Si lo sono, mi piace essere arzigogolato e mi piace anche la parola ‘arzigogolato’. Non trovate? Lo so, non potete rispondere, la mia era una domanda retorica. Mentre ripenso al concerto di qualche giorno fa di Brad Meldhau, metto a palla la musica del disco del Nostro, ‘The art of trio’ del 1996 con Jorge Rossy alla batteria e Larry Granadier al contrabbasso. Mentre sfreccio sulla Tiburtina all’altezza dell’incrocio di via di San Basilio prima di immettermi a via di Tor Cervara la musica del trio esce dall’abitacolo e rimbalza sui muri della fabbrica dell’ex Snia Viscosa, o quello che resta di quell’edificio abbandonato, un monumento al degrado, poi cade sull’asfalto della grande consolare e rientra magicamente nella radio. La magia della musica mi rende tollerabile l’incuria e l’abbandono, faccio a gara a chi tiene la musica ad alto volume con le altre automobili in transito. Sono un coatto con la musica a palla e con il gomito appoggiato al finestrino? Forse un po’ si, ma espandere musica jazz in periferia è sfizioso e per niente fuori luogo. A Memphis la città del ‘Soul’ o a New Orleans, tutti ascoltano la musica a palla, chi in bicicletta, chi in macchina chi in moto, chi a piedi e mica sono tutti coatti, gli piace ascoltare la musica in piazza, sulla pubblica via. Se abitassi a Memphis o a New Orleans, andrei in giro con la bicicletta con una bella cassa sul portapacchi. La sto prendendo alla lontana, sto divagando, ma è una divagazione in musica. Ritorno con la mente al concerto. Con il mio amico Emi, decidiamo in ‘Zona Cesarini’ di acquistare i biglietti, stavolta non mi faccio fregare. Il grande ‘Keith Jarrett trio’ è defunto, intanto perché il contrabbassista Gary Peacock è morto nel 2020 (R.I.P.) e il maestro Jarrett nel 2018 ha avuto due ictus che gli hanno parzialmente bloccato la mano sinistra. Jack De Johnette è rimasto orfano. Brad Meldhau è considerato il degno erede dei grandi pianisti bianchi, dei già citati Keith Jarrett e di Bill Evans. Viste queste considerazioni la curiosità di vederlo dal vivo è tanta, anche se credo che Keith Jarrett sia inarrivabile. Ci sistemiamo nella galleria dell’auditorium della sala Sinopoli. Peccato che abbiamo fatto tardi i biglietti e non siamo in platea, vicino ai musicisti, i concerti sono belli da sentire ma anche da vedere.
La sala è piena
Gli strumenti sono sistemati al centro del grande palco, molto vicini tra loro, quasi una sistemazione da ‘Club’. Un bel colpo d’occhio e l’atmosfera sacrale della sala da concerto mi fa venire la pelle d’oca. La formazione comprende il già citato batterista spagnolo Jorge Rossy presente in molti album del leader fino al 2005 poi sostituito da Jeff Ballard e di nuovo in concerto a Roma. Al contrabbasso un giovanissimo contrabbassista danese Felix Moseholm che già aveva suonato con Brad Meldhau nel 2020 a soli 23 anni. Diciamo una rimpatriata per Rossy e una riconferma per il contrabbassista danese che sostituisce il fido Larry Grandier che ha inciso con il leader una decina di album. L’atmosfera sacrale non comprende l’estrazione e l’esibizione dei cellulari che riprendono il concerto, tanto in voga in altri tipi di concerti, con le persone che vedono il concerto filtrato dallo schermo del cellulare.

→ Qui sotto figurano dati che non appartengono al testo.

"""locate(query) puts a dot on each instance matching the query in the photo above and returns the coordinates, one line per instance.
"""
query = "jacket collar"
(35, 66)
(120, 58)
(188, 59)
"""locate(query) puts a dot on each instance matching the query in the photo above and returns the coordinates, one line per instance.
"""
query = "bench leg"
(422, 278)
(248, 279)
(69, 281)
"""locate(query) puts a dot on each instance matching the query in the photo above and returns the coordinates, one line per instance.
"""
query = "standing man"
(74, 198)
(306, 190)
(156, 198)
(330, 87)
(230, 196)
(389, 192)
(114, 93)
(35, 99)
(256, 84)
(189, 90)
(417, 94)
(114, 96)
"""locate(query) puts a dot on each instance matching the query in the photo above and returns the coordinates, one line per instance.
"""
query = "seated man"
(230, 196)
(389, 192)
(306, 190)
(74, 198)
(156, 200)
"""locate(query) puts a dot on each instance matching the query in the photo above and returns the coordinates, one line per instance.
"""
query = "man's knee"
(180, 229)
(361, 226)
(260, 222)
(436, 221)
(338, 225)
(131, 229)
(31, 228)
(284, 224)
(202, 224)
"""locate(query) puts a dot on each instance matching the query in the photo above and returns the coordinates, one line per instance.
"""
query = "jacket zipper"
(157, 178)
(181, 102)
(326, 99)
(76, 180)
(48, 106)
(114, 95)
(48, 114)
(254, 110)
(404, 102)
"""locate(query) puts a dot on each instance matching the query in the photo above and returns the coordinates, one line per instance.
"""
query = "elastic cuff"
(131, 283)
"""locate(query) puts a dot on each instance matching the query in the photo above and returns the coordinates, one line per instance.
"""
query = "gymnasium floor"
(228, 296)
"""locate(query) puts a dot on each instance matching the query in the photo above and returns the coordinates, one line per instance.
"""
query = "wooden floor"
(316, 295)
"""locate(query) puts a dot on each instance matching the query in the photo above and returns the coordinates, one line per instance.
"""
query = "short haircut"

Qua e là qualcuno lo accende per riprendere il concerto vietato dall’organizzazione, ma siamo italiani e qualcuno che viola le regole ci deve essere, ma sono una sparutissima minoranza. Il silenzio è assoluto e la concentrazione consequenziale.
E’ tutto pronto
Il trio inizia a suonare e già dal primo brano in scaletta si preannuncia un grande concerto di jazz, del classico trio jazz. L’abilità al piano di Meldhau è evidente dalle prime battute, una completa padronanza dello strumento. Il virtuosismo non è fine a sé stesso, come a volte è per qualche musicista, ma è inserito in un contesto dove si privilegia l’ispirazione, la padronanza tecnica al servizio dell’estro. Il pianista è di spalle ed è un incanto sentirlo suonare, sembrerebbe dotato di quattro mani, l’incarnazione della dea Kali sulla tastiera. Un’indipendenza assoluta delle mani, le mani sovrane e indipendenti che creano vorticosi giri armonici e melodici, all’apparenza semplici ma ad un ascolto attento complicati e sofisticati. La bravura del pianista sta nel farli sembrare semplici ed elementari; Sherlock Holmes, digiuno in fatto di musica, direbbe al suo collaboratore: “Elementare Watson?”, ma Watson, appassionato e competente, risponderebbe al suo capo: “Per niente Sir”.
La Scaletta
I ritmi dei pezzi in scaletta cambiano impercettibilmente ma la sostanza no, il trio delle meraviglie continua imperterrito ad elaborare trame, ma le trame in questione non sono oscure, sono chiare come il suono cristallino che il trio fa fluire dalle casse a volume moderato che però arrivano nitide anche nella parte superiore della galleria. Le ballads in repertorio fanno risaltare il virtuosismo nell’arrangiamento istantaneo e le capacità improvvisative del trio. Il giovane contrabbassista danese esegue dei mirabili assoli come il batterista spagnolo che assecondano alla perfezione la direzione discreta del leader, fedeli al motto, assecondatelo e non contradditelo, potrebbe essere pericoloso. Brad Meldhau non solo non è pericoloso, ma ispira alla pace interiore. Potremmo far ascoltare al fronte delle guerre in corso questa musica, magari i soldati potrebbero smettere di sparare e creare la pace esteriore.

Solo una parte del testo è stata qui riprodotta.